Is overpunch amenable to cross apply?

  • I have a file that needs to have its contents converted to money from overpunch characters. I started on an approach, but my conscience is nagging me that it is a dumb approach. My instinct is that this needs to be a function, but then I'd have to write that over 40x, so that doesn't sound to bright either.

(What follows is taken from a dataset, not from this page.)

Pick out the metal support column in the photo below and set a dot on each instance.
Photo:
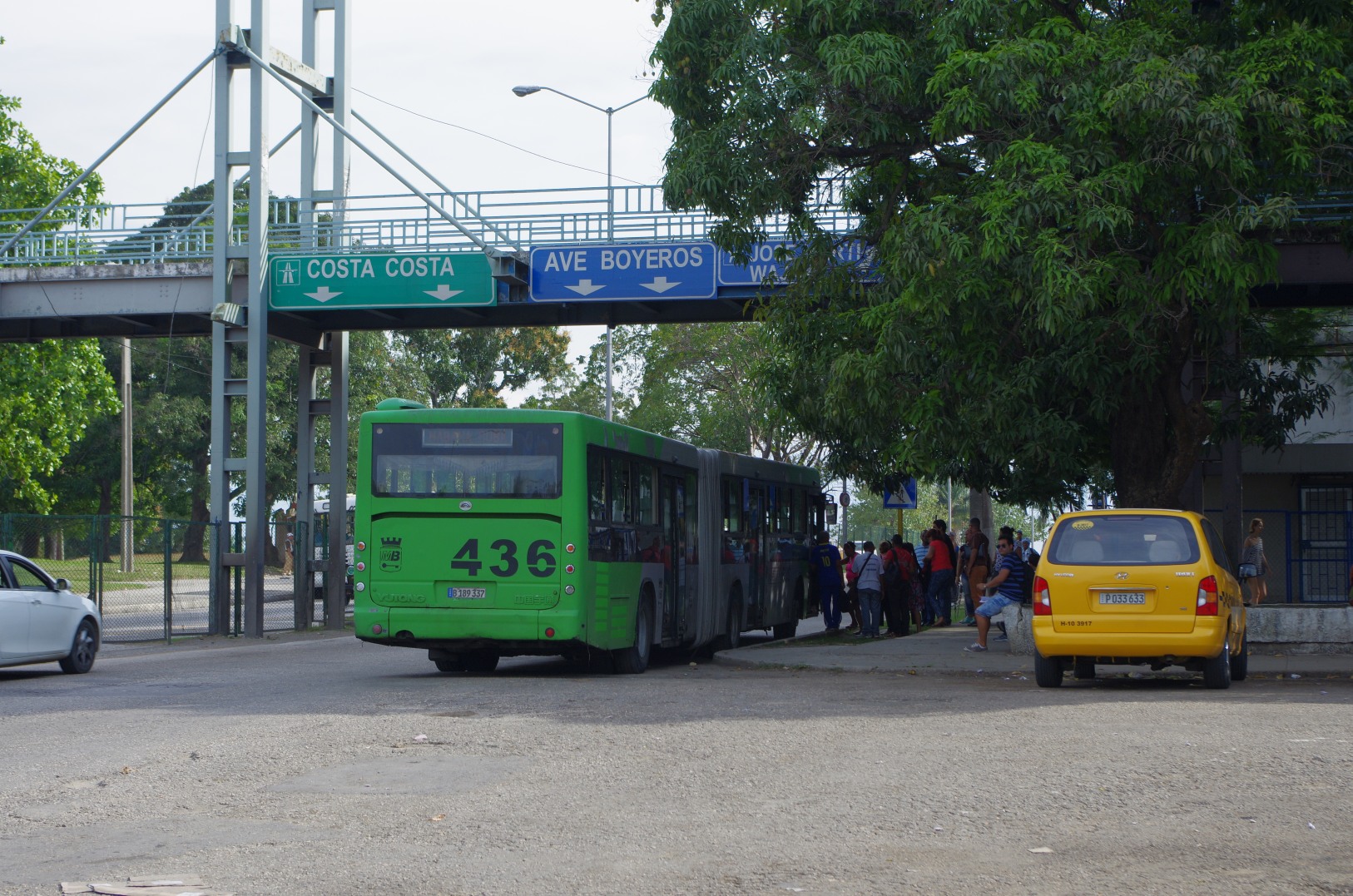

    Another idea is to use an overpunch table, but joining on the end of the substring also didn't sound like a good idea to me either. the gist of the problem is like so;

    select NDCNumber

    ,cast( case

    when right(ingredientcost,1)='{' then substring(ingredientcost, 1,len(ingredientcost)-1)+'0'

    when right(ingredientcost,1)='A' then substring(ingredientcost, 1,len(ingredientcost)-1)+'1'

    when right(ingredientcost,1)='B' then substring(ingredientcost, 1,len(ingredientcost)-1)+'2'

    when right(ingredientcost,1)='C' then substring(ingredientcost, 1,len(ingredientcost)-1)+'3'

    when right(ingredientcost,1)='D' then substring(ingredientcost, 1,len(ingredientcost)-1)+'4'

    when right(ingredientcost,1)='E' then substring(ingredientcost, 1,len(ingredientcost)-1)+'5'

    when right(ingredientcost,1)='F' then substring(ingredientcost, 1,len(ingredientcost)-1)+'6'

    when right(ingredientcost,1)='G' then substring(ingredientcost, 1,len(ingredientcost)-1)+'7'

    when right(ingredientcost,1)='H' then substring(ingredientcost, 1,len(ingredientcost)-1)+'8'

    when right(ingredientcost,1)='I' then substring(ingredientcost, 1,len(ingredientcost)-1)+'9'

    when right(ingredientcost,1)='J' then '-'+ substring(ingredientcost, 1,len(ingredientcost)-1)+'1'

    when right(ingredientcost,1)='K' then '-'+ substring(ingredientcost, 1,len(ingredientcost)-1)+'1'

    when right(ingredientcost,1)='L' then '-'+ substring(ingredientcost, 1,len(ingredientcost)-1)+'1'

    when right(ingredientcost,1)='M' then '-'+ substring(ingredientcost, 1,len(ingredientcost)-1)+'1'

    when right(ingredientcost,1)='N' then '-'+ substring(ingredientcost, 1,len(ingredientcost)-1)+'1'

    when right(ingredientcost,1)='O' then '-'+ substring(ingredientcost, 1,len(ingredientcost)-1)+'1'

    when right(ingredientcost,1)='P' then '-'+ substring(ingredientcost, 1,len(ingredientcost)-1)+'1'

    when right(ingredientcost,1)='Q' then '-'+ substring(ingredientcost, 1,len(ingredientcost)-1)+'1'

    when right(ingredientcost,1)='R' then '-'+ substring(ingredientcost, 1,len(ingredientcost)-1)+'1'

    when right(ingredientcost,1)='}' then '-'+ substring(ingredientcost, 1,len(ingredientcost)-1)+'1'end as money)/100 IngredientCost

    .

    .

    .

    into #ESIStage From ESILanded

    so, the column named ingredientcost should be the parameter to the function, so it can be @ColumnName, but then, what kind of function? returns table? I don't think it should return a table because I need to work on selected columns. As above, I should be able to join to it, but how to do that for only 40 out of 200 columns?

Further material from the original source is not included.